[OT?] real-world interest of the polly optimiser

Hi,

Apologies if this isn't the best place. I've been looking for some information (understandable by the average user) about the real-world benefits of the polly optimiser, but have found only either very broad and vague claims or specialist research papers.

What I'd like to get an idea of is what benefits Polly brings, under what conditions, for what cost and how (= any special compiler options needed?).

Also, given I'm installing clang via MacPorts: does clang pick up Polly's presence automatically after I add the libpolly binary (i.e. port:llvm with the +polly install variant) or do I need to rebuild clang too?

Thanks,
René

Hi René,

Hi,

Apologies if this isn't the best place.

Polly has its own mailing list here:
https://groups.google.com/forum/#!forum/polly-dev
polly-dev@googlegroups.com

I've been looking for some information (understandable by the average user) about the real-world benefits of the polly optimiser, but have found only either very broad and vague claims or specialist research papers.

As a researcher, I can tell about the research we are doing. We
currently have a paper under review about optimizing gemm where we get
85\% of vendor-provided BLAS implementation, which is 20x the speed of
the program compiled by clang without Polly.

We know Samsung, Qualcomm and Xilinx are using Polly on a regular basis.

Polly can automatically generate OpenMP and CUDA code. The benefits
depend a lot on what you are using it for, for instance whether your
code consists of for-loops and dense arrays. In other cases you only
get increased compilation time.

What I'd like to get an idea of is what benefits Polly brings, under what conditions, for what cost and how (= any special compiler options needed?).
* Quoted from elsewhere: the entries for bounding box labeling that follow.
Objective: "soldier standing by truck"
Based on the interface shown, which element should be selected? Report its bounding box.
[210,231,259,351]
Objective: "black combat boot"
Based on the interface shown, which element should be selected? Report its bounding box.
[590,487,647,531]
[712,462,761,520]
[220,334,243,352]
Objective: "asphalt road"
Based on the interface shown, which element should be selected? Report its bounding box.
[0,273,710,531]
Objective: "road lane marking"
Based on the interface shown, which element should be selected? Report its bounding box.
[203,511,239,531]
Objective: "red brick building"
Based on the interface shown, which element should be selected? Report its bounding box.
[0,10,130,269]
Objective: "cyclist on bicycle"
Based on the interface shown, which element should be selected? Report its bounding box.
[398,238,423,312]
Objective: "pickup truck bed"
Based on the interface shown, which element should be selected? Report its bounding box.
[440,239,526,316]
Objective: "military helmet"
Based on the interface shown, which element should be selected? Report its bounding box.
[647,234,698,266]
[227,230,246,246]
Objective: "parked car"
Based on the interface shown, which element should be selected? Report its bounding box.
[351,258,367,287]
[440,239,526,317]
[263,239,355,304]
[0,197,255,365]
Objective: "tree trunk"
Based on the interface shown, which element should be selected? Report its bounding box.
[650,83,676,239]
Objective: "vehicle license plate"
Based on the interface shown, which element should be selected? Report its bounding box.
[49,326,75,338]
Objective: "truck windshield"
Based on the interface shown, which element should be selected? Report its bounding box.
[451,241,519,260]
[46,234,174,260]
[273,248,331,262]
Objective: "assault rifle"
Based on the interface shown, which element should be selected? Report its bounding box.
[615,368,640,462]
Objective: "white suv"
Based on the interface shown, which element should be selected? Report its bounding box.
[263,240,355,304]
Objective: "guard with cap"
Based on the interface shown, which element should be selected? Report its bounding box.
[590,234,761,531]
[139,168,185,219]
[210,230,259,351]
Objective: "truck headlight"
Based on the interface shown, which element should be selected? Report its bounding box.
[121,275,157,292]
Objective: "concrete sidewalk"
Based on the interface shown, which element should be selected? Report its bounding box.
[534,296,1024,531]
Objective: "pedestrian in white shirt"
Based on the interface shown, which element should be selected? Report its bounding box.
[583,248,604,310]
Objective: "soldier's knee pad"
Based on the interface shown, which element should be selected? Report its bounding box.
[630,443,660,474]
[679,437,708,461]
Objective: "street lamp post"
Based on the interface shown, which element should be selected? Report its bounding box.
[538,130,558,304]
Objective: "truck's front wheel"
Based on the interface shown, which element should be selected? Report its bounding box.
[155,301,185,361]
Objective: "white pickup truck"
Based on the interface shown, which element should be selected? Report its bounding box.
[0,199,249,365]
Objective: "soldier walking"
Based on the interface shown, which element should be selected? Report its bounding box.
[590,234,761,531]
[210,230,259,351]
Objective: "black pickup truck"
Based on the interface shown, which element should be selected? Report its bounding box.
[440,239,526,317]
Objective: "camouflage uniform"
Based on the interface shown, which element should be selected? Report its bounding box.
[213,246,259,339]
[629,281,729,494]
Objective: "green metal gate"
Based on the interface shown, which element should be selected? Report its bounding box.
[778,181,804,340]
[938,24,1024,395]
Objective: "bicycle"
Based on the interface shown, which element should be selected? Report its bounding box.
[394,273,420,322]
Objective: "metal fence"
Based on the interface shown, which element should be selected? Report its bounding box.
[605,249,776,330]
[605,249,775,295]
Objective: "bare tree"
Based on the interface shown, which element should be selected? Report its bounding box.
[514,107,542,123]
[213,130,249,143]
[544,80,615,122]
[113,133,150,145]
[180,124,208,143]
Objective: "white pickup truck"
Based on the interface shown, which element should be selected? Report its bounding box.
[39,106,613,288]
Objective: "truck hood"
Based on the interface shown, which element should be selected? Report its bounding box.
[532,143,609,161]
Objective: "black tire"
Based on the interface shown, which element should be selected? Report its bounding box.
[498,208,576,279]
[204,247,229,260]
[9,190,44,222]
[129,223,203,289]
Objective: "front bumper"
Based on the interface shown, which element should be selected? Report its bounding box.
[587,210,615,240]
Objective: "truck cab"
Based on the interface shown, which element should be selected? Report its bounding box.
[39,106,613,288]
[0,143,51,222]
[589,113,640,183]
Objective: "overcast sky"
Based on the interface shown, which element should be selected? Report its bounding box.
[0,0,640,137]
Also, given I'm installing clang via MacPorts: does clang pick up Polly's presence automatically after I add the libpolly binary (i.e. port:llvm with the +polly install variant) or do I need to rebuild clang too?

I don't have a Mac, so I don't know how it works there. So I can only
explain how to do it from source:

Check out the Polly source into LLVM's tools directory then recompile
opt and clang. Add "-mllvm -polly" to the clang command line to enable
Polly.

As currently being a research project, I'd not expect a sudden
improvement of execution time. Performance-critical "real-world" code
is often already optimized manually simply because general purpose
compilers do not automatically optimize code aggressive enough. Many
such manual optimizations are incompatible with Polly, e.g. parts
written in assembler.

Michael

Sorry, but please don't
1) Provide numbers when comparing against a weak baseline

Please do
2) If you do have a valid performance comparison or claim - please do
provide enough information so that a complete picture is presented.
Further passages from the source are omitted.